Читать книгу Der Verleger, der seinen Verstand verlor und sich auf die Suche machte - Achim Albrecht - Страница 11
ОглавлениеZoologischer Garten
Abteilung Großwild
Herrn Tierpfleger Kannengießer
Sehr geehrter Herr Kannengießer,
ich bestätige den Erhalt Ihres Schreibens von gestern.
Ganz gegen meine Gewohnheit möchte ich sofort zur Sache kommen.
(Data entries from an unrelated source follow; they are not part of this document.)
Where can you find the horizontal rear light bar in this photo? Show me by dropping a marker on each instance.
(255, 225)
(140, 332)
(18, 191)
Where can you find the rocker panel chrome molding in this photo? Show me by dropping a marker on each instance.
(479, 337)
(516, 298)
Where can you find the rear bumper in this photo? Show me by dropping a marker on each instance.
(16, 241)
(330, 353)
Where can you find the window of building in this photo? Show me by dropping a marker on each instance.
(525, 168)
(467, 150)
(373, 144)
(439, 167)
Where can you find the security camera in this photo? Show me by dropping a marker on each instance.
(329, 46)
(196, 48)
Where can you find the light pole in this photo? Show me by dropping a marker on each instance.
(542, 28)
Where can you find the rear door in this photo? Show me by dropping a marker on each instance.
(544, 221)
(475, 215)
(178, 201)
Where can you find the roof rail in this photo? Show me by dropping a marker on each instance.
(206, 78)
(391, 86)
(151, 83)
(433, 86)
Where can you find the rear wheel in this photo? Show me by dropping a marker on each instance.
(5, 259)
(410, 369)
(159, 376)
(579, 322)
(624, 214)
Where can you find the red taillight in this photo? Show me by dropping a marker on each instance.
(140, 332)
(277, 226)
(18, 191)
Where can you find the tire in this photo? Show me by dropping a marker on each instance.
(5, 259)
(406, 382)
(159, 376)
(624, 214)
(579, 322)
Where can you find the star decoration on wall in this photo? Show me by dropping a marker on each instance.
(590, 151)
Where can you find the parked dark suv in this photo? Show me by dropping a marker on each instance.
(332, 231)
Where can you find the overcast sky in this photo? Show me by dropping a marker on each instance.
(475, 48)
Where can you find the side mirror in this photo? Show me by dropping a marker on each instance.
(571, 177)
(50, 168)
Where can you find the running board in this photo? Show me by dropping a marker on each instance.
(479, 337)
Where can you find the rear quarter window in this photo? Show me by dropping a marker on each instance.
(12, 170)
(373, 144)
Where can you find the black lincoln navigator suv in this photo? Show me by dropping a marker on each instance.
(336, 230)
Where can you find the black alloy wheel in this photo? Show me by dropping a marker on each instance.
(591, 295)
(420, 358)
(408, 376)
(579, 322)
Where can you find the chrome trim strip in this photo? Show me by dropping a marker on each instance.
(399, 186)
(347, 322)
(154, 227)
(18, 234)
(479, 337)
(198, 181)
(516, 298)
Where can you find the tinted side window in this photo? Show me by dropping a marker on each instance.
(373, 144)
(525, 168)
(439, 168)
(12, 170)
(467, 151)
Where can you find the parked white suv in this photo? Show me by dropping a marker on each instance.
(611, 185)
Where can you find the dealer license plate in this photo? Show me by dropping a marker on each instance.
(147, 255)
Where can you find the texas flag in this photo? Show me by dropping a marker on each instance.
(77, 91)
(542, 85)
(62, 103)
Was heißt, ich solle es gefälligst unterlassen, Ihrem Elefanten George diese Briefe zu schreiben? Was heißt hier, Ihr Elefant? George ist niemandes Besitz und Eigentum und wenn doch, dann ist er der Allgemeinbesitz des Steuerzahlers, und zu dieser Spezies zähle ich mich, auch wenn das Finanzamt vorübergehend anderer Meinung zu sein scheint.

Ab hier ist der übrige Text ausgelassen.